Well, maybe it wasn’t that cold, but some of the signal calls made by North Buncombe’s quarterback, Chase Parker, must have frozen solid, because the receivers didn’t hear them.

It was so cold that West Rowan Coach Scott Young called it “one of the most bitterly cold nights I can ever remember playing in, the coldest since Statesville in 2011.”

It was so cold that most of the beds in Mount Ulla were stripped of their quilts and blankets that were brought to the football game. Looking into the stands, there were hand-sewn fancy designed quilts,  Carolina Panther blankets, red blankets, checked blankets, even grown burly men wrapped in children’s blankets.

It was so cold, there were hand-knitted afghans wrapped around legs. There were face scarfs, hoods, toboggans, shawls, baseball caps under toboggans pulled over heads and faces.  Faces were so covered, I’m not sure they could see the game.

It was so cold, West had two electric heaters on the sideline.

The players gathered around the heaters like a herd of dairy cows at the feeding trough at milking time. The players had to push the managers away so they could get warm.  Coach Young never leaves the sidelines during a game, but  on this night he slipped over to one of the heaters at least once.

The radio announcers on Memories 1280 said on the air that it was 32 degrees in Salisbury but 28 in Mount Ulla. They allowed it was colder in Mount Ulla since there was more open space than in Salisbury. They admitted that they had a small heater in the press box, but they were keeping the door closed so fans wouldn’t crowd in there seeking heat.

The announcer was laughing that in the men’s bathroom at the stadium, there were men standing shoulder to shoulder, not using the bathroom, but trying to stay warm.  Anyone needing to use the restrooms was on their own trying to wedge their way to the seat.

It was so cold that kicking the football was like kicking a cinder block.
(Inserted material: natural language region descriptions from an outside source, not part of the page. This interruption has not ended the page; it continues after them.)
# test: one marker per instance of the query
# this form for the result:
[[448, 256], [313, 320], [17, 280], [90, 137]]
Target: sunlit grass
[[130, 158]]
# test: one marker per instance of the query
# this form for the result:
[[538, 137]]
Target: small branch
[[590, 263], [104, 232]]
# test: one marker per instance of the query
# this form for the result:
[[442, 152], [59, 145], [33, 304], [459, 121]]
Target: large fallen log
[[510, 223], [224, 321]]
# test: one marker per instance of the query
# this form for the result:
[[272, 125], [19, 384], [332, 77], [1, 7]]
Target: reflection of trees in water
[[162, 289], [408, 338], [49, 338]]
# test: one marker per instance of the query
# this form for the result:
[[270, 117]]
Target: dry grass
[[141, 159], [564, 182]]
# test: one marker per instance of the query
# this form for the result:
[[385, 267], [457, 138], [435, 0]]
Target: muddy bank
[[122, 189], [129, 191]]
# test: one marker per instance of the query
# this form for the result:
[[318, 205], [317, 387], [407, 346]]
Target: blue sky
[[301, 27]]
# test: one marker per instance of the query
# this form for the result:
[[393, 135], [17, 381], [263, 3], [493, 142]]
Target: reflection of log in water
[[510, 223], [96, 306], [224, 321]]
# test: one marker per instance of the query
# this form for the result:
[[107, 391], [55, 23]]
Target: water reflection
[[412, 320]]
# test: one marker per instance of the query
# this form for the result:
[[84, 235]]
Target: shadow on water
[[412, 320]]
So cold, that catching a pass was like catching a flying ice sculpture. So cold, my camera used half a full battery charge by halftime.

It was so cold that the mountain boys from North Buncombe lost the game 40-7, throwing 55 passes with 32 of them missing the targets.

It was so cold that if I don’t stop writing this tale, I will be compared with the folk character, writer  “Johnny Insklinger” in the Paul Bunyan tales, who wrote so much that he had to have his pen connected to barrels of ink.